Shedding light on green school design

School districts across the United States continue to renovate and replace educational facilities to improve energy efficiency.

05/28/2009


 

School districts across the United States continue to renovate

and replace educational facilities to improve energy efficiency. According The New York Times , The U.S.

Department of Education will award states $48.6 billion under the Stimulus Bill's

fiscal stabilization fund to fill budget gaps in public schools and

universities. New school construction, renovation, and repair projects all

qualify for the money; as long it is applied to green buildings. Schools not

using heat/air-conditioning systems, electric lighting fixtures, or lights at

all are becoming more common solutions to problems with energy use in schools.

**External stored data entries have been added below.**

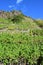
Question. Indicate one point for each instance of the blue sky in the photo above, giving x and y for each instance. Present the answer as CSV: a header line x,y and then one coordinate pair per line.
x,y
32,8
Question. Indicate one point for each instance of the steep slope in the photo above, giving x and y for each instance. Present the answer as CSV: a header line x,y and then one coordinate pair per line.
x,y
17,22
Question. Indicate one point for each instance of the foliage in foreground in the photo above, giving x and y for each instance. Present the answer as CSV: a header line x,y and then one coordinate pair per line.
x,y
21,45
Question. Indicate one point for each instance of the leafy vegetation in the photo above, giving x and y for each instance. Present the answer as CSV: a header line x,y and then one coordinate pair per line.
x,y
22,42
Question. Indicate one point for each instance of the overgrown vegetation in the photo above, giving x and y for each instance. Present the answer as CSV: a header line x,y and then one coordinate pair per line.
x,y
21,40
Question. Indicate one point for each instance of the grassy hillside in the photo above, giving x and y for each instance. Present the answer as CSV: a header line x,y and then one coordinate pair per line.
x,y
21,39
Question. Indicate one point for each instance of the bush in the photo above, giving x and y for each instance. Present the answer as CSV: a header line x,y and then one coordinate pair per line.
x,y
20,45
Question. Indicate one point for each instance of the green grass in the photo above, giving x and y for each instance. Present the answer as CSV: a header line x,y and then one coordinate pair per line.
x,y
20,44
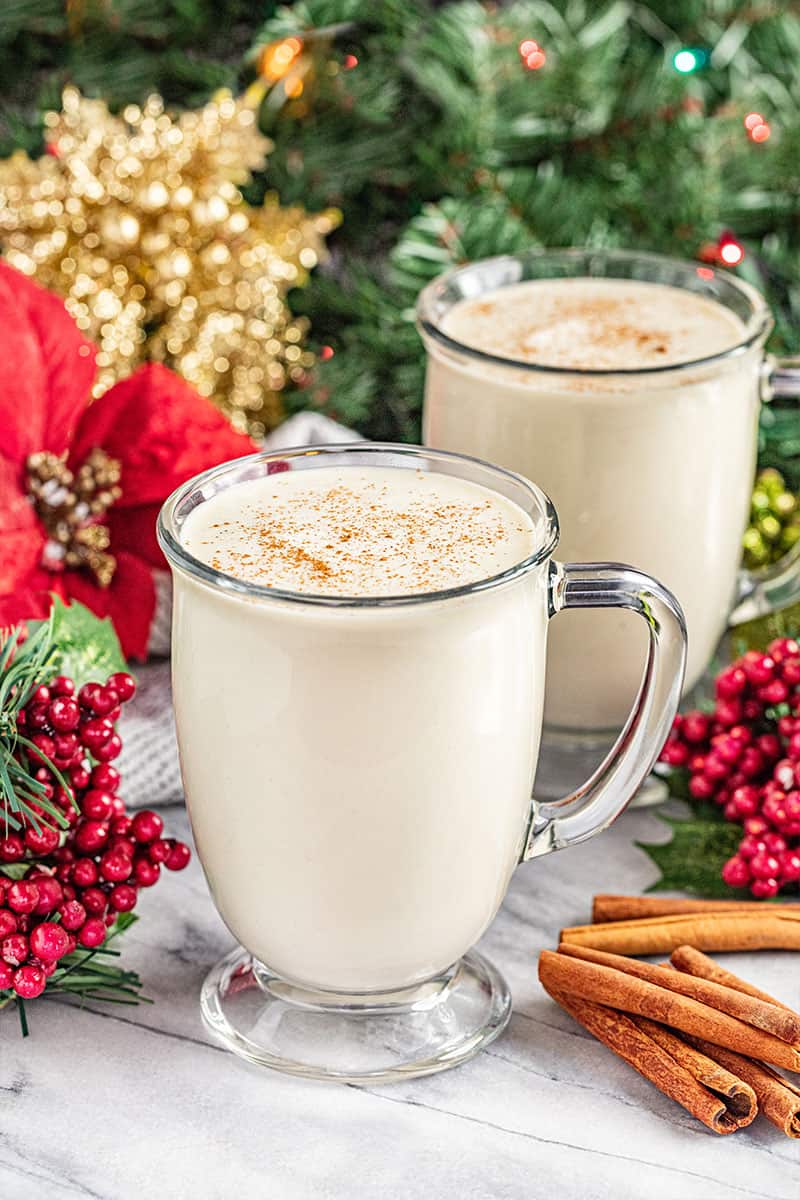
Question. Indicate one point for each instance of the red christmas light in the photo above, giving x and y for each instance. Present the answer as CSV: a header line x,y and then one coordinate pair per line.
x,y
731,252
758,130
531,54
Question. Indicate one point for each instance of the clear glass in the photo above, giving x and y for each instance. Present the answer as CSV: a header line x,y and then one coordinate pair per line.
x,y
359,772
649,466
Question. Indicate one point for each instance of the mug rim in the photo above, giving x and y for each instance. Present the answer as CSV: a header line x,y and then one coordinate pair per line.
x,y
758,324
191,495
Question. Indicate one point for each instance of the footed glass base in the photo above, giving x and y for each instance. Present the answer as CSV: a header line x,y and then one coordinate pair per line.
x,y
355,1039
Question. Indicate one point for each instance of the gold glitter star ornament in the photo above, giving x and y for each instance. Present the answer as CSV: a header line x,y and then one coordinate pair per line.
x,y
139,223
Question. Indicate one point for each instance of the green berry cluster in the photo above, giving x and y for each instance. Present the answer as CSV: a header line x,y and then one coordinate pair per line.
x,y
774,521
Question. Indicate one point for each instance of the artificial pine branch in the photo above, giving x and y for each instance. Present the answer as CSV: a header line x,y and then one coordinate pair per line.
x,y
25,663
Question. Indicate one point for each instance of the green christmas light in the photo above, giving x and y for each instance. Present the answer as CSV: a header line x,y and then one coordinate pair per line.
x,y
689,59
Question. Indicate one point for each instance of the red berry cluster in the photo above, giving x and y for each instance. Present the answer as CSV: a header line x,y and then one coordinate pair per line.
x,y
745,756
76,882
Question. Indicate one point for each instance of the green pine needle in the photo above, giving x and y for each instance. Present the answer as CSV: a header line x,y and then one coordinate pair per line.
x,y
24,665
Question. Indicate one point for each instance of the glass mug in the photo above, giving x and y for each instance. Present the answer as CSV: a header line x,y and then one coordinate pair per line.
x,y
359,772
650,466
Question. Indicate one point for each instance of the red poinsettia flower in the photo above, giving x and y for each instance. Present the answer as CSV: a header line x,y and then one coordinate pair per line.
x,y
82,481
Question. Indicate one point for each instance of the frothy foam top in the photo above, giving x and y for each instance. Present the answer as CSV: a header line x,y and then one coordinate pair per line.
x,y
360,532
595,324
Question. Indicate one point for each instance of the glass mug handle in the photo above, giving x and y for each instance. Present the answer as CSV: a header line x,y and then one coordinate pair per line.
x,y
595,804
771,588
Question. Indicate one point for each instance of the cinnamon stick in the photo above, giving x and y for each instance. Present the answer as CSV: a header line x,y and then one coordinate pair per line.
x,y
615,989
705,930
699,965
643,1053
738,1096
773,1019
777,1098
613,907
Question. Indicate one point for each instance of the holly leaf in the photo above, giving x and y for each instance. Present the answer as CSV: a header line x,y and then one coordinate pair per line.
x,y
693,857
88,649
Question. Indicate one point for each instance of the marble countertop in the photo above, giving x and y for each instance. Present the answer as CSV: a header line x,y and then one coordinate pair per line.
x,y
122,1103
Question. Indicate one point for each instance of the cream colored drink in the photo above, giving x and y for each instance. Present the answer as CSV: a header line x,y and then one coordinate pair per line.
x,y
648,467
359,778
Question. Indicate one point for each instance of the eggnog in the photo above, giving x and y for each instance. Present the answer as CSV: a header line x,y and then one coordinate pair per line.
x,y
359,775
644,466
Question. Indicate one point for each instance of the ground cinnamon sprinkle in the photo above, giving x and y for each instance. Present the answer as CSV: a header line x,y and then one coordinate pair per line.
x,y
370,539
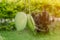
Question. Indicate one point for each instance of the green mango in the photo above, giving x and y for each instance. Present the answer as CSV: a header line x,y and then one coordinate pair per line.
x,y
20,21
31,23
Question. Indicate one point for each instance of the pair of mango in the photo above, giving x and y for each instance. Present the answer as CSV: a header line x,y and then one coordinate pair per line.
x,y
22,20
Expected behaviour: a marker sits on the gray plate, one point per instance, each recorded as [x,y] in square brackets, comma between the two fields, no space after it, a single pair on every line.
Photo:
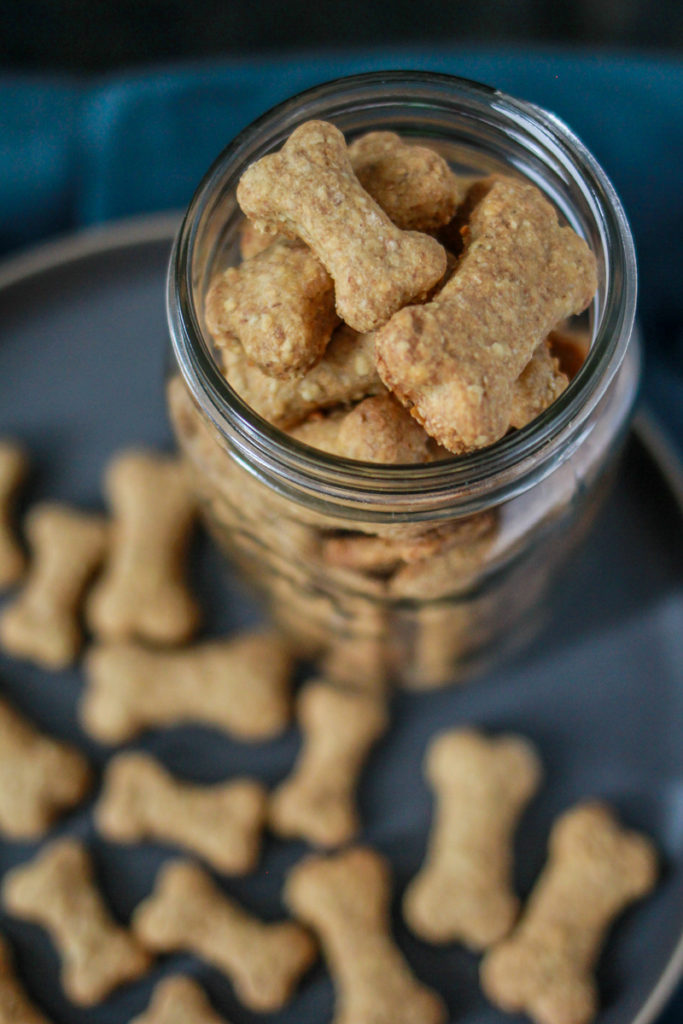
[82,350]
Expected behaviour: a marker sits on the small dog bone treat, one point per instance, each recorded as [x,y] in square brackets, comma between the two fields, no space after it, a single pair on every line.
[378,429]
[39,777]
[309,190]
[414,184]
[241,685]
[316,801]
[345,899]
[537,387]
[42,623]
[454,360]
[463,891]
[222,823]
[346,373]
[253,242]
[178,1000]
[595,869]
[15,1008]
[13,468]
[187,911]
[280,305]
[57,891]
[141,592]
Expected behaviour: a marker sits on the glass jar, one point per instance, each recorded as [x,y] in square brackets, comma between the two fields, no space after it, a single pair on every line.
[418,574]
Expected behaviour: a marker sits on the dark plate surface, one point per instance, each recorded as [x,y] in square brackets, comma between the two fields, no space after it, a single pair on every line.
[82,352]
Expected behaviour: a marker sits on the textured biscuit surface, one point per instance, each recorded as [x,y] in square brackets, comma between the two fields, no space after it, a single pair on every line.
[316,800]
[39,776]
[463,891]
[545,967]
[309,190]
[42,622]
[454,360]
[187,911]
[57,891]
[345,899]
[280,305]
[241,685]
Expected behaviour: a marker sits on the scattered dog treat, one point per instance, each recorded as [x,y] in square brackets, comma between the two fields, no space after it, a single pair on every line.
[280,305]
[345,374]
[316,801]
[178,1000]
[595,869]
[15,1007]
[13,468]
[42,623]
[241,685]
[222,822]
[454,360]
[464,891]
[414,184]
[141,593]
[57,891]
[309,190]
[345,899]
[187,911]
[39,777]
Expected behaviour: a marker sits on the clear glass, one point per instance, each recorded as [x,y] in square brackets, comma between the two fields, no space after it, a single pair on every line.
[417,574]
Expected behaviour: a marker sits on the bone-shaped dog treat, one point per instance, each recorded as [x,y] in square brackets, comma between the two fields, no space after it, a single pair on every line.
[345,899]
[13,468]
[454,360]
[42,623]
[595,869]
[39,776]
[414,184]
[316,801]
[15,1007]
[309,190]
[241,685]
[222,823]
[463,891]
[57,891]
[178,1000]
[141,592]
[378,429]
[280,305]
[187,911]
[346,373]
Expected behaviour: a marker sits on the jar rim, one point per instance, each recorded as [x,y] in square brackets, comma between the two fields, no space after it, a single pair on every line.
[462,483]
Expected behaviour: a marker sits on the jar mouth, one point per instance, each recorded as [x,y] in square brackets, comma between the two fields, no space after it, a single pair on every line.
[540,145]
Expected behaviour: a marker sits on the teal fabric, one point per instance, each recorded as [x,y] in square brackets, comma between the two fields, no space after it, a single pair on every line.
[74,154]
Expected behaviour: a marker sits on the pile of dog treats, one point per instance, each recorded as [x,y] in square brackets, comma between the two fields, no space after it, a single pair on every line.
[124,576]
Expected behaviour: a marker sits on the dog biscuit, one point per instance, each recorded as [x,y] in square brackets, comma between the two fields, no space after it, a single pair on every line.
[316,801]
[463,891]
[42,622]
[40,777]
[280,305]
[309,190]
[345,374]
[222,822]
[141,593]
[454,360]
[345,899]
[15,1007]
[187,911]
[545,967]
[57,891]
[241,685]
[178,1000]
[13,468]
[414,184]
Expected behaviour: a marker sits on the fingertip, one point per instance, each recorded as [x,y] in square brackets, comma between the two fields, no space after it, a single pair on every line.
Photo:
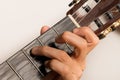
[44,29]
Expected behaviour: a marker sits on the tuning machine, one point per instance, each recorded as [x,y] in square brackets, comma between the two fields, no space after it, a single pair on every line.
[109,29]
[74,2]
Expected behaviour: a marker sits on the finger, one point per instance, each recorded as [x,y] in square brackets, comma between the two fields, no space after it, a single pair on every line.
[44,29]
[51,53]
[89,35]
[73,40]
[59,67]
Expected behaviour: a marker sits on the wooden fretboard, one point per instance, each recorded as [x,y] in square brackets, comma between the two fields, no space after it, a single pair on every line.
[22,66]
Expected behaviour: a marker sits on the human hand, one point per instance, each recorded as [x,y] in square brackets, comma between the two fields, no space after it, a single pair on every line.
[68,67]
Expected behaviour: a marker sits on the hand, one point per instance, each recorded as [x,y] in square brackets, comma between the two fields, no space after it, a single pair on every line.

A prototype green classroom addition under construction at

the Da Vinci Arts Middle School, Portland, Ore., includes natural daylighting, passive heating and

cooling systems, solar roof tiles, and other green features that yield a 70%

efficiency improvement over Oregon

building code requirements.

The firm SRG Partnership worked with the University of Oregon's

Energy Studies in Buildings Lab to design the school's 1,500-sq ft music

classroom and studio in order to achieve a LEED-platinum rating and net-zero

energy use. An innovative feature of the school's new design is the

experimental natural lighting system called "the halo". The design provides

enough light that it eliminates the need to flip on a light switch during the

school day. The system channels the sun's rays through a skylight and into a

diffuser on the classroom ceiling at the right angles to spread natural light

evenly throughout the room. At night and times of decreased sunlight, the

lights are on, but mounted inside the diffuser so that the light is amplified

and dispersed, which uses only 0.4 W/sq ft.

 The Da Vinci addition is the second building to test the

diffuser designed by the lab - one of five Pacific Northwest labs in the

Betterbricks Integrated Design Lab Network, which is researching how to improve

energy efficiency in schools, hospitals and office buildings.